Delete the cookie and you are always a first time visitor.

My browser of choice will handle this as an automatic task, per site, if I tell it to. Possibly many browsers can do this, but a manual deletion of the cookie is easy in all browsers that I am aware of.

So all they will notice is a real jump in first time visitors, that seem never to come back again…

Random (user link) says:

Reading this just

Reading this just makes me wonder who comes up with business models like this. Do they seriously think this will work well?
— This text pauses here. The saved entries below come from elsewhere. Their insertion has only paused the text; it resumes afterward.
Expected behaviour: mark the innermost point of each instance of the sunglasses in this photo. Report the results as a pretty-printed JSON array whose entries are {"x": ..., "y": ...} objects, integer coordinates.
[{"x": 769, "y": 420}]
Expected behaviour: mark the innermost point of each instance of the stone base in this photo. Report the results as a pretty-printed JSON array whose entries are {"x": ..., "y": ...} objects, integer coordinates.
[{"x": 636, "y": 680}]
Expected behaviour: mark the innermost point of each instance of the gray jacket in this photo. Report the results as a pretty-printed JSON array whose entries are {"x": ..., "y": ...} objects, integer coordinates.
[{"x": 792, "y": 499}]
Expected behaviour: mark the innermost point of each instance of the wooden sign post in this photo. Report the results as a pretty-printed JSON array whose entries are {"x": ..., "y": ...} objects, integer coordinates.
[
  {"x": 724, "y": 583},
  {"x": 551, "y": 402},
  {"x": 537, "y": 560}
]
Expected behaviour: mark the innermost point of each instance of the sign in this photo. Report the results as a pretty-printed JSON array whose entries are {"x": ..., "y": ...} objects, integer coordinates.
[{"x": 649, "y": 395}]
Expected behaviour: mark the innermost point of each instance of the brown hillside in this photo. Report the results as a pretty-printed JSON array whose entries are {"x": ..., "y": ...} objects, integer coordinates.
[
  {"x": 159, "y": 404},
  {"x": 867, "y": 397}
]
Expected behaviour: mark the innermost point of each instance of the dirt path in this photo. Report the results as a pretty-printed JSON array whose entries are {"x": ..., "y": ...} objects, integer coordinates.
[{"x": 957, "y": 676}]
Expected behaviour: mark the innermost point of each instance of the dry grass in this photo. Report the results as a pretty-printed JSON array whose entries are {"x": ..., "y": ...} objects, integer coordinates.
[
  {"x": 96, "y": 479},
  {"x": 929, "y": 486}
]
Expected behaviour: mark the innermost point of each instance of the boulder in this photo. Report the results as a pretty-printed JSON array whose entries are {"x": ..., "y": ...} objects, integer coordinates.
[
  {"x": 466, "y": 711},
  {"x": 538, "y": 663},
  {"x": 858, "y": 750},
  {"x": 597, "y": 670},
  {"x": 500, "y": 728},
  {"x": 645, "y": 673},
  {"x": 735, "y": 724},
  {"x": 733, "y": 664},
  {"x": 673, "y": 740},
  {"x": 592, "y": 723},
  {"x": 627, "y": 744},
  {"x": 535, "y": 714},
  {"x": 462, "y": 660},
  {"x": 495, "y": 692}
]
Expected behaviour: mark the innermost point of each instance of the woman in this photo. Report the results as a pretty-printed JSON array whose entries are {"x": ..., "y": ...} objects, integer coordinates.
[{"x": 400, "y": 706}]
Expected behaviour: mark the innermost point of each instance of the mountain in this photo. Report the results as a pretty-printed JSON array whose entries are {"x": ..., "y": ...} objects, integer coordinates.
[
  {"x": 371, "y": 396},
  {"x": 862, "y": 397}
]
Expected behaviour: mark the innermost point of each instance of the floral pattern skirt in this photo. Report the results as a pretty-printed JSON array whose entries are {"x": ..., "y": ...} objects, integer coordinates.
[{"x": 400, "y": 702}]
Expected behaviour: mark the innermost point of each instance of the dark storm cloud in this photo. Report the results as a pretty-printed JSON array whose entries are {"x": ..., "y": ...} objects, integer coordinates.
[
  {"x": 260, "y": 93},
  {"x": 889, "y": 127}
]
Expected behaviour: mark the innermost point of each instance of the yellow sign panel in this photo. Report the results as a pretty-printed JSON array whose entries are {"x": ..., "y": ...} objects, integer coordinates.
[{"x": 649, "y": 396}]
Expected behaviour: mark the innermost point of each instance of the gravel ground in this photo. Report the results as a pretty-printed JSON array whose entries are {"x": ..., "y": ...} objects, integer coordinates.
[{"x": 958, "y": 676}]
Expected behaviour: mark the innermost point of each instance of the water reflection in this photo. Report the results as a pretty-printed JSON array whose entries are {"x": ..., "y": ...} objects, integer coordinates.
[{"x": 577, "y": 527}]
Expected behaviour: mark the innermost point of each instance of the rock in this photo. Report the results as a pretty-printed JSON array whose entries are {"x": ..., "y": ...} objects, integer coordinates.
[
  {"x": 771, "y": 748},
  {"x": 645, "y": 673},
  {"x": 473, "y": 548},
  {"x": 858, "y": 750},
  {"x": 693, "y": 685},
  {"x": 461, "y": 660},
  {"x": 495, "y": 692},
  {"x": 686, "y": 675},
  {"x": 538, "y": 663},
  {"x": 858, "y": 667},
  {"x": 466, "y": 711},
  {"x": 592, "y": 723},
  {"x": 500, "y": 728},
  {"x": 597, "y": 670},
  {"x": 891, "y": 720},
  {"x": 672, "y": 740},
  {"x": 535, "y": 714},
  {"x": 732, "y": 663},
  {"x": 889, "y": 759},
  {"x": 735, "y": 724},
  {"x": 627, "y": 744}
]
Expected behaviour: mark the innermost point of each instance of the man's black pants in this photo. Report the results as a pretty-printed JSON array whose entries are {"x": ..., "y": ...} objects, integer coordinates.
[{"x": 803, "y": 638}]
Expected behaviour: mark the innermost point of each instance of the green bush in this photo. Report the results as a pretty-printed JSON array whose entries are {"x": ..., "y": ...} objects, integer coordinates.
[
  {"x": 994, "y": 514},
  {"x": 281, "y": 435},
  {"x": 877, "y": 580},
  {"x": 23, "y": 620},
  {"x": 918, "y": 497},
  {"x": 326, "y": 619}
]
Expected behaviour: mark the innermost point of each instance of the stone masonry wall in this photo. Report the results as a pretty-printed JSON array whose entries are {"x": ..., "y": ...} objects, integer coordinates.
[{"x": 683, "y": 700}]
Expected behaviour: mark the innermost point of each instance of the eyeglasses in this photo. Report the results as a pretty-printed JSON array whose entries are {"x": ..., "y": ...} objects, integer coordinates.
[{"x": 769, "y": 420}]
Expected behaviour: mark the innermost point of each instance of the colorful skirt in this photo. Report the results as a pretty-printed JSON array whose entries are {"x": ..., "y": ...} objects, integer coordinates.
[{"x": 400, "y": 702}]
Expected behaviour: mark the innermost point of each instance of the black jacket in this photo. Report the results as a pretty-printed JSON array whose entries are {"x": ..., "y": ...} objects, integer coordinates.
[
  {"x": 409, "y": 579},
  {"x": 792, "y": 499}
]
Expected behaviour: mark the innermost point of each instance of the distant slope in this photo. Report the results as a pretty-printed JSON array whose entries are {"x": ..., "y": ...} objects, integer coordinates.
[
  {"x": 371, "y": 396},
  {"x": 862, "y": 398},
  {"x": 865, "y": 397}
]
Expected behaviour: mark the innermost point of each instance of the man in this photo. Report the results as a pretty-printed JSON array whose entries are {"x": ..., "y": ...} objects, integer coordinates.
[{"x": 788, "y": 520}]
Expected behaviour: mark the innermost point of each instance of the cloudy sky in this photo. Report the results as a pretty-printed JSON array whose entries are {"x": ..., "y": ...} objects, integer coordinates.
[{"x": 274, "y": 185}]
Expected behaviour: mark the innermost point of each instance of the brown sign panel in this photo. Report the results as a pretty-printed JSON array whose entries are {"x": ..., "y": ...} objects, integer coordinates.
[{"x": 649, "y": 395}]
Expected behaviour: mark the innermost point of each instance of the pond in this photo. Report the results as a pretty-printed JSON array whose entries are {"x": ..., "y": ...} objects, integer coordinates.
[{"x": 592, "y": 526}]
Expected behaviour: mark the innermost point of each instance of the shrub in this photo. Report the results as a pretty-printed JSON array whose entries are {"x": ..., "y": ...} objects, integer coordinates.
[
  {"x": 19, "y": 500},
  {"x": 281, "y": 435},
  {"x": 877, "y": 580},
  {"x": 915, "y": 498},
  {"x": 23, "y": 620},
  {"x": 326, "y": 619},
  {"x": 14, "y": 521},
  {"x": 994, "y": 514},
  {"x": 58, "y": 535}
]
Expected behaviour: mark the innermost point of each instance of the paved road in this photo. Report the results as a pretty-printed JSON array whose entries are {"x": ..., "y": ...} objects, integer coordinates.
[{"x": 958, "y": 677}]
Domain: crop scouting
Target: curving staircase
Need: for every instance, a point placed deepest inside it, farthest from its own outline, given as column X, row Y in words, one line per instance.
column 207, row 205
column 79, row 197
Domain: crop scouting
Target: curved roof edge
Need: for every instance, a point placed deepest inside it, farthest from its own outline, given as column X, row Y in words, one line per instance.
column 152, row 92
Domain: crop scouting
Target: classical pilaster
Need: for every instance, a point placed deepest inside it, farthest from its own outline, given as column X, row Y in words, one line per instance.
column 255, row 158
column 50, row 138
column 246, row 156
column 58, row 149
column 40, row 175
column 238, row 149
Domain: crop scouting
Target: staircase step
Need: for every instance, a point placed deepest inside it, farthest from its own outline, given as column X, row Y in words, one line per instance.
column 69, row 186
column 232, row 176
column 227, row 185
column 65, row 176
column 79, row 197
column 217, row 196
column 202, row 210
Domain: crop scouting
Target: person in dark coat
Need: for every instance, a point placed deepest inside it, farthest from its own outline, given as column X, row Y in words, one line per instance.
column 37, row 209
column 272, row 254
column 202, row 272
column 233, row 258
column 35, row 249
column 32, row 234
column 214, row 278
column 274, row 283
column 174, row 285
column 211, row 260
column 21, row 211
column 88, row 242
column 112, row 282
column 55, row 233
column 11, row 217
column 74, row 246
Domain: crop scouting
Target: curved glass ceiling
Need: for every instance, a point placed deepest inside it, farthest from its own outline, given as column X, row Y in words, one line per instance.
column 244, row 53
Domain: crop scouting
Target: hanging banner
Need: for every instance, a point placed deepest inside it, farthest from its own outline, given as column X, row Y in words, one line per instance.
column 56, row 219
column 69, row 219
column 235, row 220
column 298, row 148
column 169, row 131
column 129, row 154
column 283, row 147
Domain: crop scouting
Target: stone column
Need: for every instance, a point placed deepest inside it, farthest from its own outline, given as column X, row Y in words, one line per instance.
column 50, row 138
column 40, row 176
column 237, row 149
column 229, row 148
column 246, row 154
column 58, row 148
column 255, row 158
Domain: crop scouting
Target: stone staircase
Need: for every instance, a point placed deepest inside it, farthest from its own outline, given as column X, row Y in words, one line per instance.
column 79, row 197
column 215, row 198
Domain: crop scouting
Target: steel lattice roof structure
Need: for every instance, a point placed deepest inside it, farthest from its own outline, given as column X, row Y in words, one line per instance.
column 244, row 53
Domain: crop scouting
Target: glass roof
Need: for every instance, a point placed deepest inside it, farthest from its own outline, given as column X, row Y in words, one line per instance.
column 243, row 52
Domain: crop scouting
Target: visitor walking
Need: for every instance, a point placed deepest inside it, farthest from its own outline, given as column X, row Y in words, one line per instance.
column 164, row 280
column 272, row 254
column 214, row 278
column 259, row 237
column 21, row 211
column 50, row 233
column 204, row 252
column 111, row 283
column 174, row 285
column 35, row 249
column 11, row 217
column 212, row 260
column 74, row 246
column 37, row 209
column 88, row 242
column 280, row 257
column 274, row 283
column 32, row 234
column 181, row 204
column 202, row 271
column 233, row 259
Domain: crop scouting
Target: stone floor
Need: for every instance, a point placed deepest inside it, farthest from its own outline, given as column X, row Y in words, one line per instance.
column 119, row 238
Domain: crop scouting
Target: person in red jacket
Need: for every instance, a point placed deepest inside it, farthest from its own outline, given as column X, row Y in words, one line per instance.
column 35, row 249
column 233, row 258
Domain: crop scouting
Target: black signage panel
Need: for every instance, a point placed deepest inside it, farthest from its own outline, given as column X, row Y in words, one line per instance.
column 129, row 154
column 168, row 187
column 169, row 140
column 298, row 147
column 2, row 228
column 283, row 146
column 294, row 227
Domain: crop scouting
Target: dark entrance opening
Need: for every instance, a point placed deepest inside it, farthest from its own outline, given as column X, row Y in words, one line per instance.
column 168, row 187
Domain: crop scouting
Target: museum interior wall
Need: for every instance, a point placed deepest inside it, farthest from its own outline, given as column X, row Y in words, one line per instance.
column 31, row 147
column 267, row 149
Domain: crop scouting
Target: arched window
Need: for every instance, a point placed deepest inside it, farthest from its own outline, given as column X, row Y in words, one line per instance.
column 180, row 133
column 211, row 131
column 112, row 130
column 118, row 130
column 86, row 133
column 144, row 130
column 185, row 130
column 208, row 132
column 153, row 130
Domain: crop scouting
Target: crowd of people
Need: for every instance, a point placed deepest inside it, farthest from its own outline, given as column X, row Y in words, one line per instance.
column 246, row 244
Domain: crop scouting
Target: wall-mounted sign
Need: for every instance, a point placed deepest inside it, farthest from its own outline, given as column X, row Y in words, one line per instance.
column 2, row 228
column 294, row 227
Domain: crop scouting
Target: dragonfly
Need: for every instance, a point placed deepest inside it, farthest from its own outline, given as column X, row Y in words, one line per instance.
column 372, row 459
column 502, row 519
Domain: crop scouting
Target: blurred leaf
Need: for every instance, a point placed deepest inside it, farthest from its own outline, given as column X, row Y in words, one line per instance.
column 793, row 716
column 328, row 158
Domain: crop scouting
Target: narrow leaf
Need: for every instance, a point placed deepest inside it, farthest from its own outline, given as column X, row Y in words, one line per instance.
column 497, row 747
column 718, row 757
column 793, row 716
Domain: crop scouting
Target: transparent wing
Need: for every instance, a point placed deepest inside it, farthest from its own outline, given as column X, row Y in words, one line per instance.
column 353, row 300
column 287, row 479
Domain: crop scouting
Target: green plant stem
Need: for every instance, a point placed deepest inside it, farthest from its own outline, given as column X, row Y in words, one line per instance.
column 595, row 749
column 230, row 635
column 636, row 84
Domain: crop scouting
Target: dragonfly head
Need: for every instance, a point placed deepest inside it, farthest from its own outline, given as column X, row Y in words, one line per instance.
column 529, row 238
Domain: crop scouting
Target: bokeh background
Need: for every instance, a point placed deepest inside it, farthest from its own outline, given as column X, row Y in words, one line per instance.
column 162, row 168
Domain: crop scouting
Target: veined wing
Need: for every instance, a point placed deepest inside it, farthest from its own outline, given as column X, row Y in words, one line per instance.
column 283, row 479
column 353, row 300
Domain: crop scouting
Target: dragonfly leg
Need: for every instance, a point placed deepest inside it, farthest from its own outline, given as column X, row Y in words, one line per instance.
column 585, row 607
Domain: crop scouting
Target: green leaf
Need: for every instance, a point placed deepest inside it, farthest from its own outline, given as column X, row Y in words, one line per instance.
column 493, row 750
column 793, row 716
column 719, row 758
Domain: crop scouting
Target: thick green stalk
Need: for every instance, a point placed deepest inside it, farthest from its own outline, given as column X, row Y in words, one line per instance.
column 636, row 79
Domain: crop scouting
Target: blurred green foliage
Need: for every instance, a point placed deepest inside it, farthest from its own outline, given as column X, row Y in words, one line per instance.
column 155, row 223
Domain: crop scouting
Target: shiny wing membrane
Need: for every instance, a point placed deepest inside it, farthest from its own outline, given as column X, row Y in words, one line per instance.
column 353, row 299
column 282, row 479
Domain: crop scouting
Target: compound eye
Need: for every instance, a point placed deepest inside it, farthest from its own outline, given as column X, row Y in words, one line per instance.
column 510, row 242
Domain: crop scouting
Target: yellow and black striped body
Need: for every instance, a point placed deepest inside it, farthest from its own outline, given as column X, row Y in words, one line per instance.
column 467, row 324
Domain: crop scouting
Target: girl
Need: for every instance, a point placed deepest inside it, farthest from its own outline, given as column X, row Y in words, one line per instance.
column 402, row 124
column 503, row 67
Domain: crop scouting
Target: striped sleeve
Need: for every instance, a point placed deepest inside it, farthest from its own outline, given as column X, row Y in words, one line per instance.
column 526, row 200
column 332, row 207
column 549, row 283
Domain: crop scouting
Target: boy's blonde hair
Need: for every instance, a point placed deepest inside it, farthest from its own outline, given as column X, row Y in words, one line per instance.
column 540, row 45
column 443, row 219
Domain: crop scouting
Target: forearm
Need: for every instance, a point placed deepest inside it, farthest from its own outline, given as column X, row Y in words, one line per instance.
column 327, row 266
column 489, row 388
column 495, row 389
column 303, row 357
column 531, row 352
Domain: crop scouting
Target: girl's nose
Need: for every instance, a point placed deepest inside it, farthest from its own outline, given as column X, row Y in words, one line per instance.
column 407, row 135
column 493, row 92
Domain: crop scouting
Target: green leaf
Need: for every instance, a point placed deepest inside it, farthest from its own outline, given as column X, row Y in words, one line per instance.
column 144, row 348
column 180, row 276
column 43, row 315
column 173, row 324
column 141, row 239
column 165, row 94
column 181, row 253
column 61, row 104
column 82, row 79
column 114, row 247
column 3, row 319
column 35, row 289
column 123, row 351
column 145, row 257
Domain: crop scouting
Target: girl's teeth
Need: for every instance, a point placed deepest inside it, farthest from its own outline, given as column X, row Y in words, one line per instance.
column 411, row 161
Most businesses in this area just seem scared to completely give up content for free without restriction.

Personally, if something only lets me get part of what I want without subscription, I go elsewhere for the full thing with no hassle

associatedcontent.com/article/399988/weight_loss_s (user link) says:

Financial Times Frees Some Of Its Content

Okay, so finally Financial times is pulling their head out of sand and freeing up its content online.

This is a no-brainer.

Most people including me get their news from online and most of the news sources are free.

So why would anyone pay Financial Times or WSJ for news it can get free. It is good they have finally woke up to the reality

Ajax 4Hire (profile) says:

A Business model based on increasing

irritation.
The more you visit, the more often you get an in-your-face fist-in-the-velvet request to join, sign-up, opt-in.

I smell BugMeNot.com intervention; oh and of course the cookie delete option works too.

I suggest a two-tiered approach.
Finance is different from general news in that people will pay for content that could help them avoid loosing money (and help make them money, but we are creatures that are more pain adverse than pleasure attract).

I still believe there is someone out there who will build a sustainable business on paid subscription services.

If you need a past model that was successful, look at cable television. HBO and their ilk grew rich on paid subscription of fixed no-choice service.

To make HBO subscription service money, you must have the cable TV playground. Only then can you charge for admission to the more desirable areas.

Danny says:

I'm a little a confused...


So, sure, the FT has a loyal subscriber base today, but the current paywall model does not encourage growth. By offering all of their content for free, they can grow their reader base into avid readers, a percent of which can then be converted to subscribers. By no means should they give up on subscriber revenue; they just need to give subscribers a good reason to pay.

Okay I’ve read this a part a few times and I’m still lost. You encourage the FT to offer all of its content for free in order to boost subscription revenue. But if its all free then what are they subscribing to?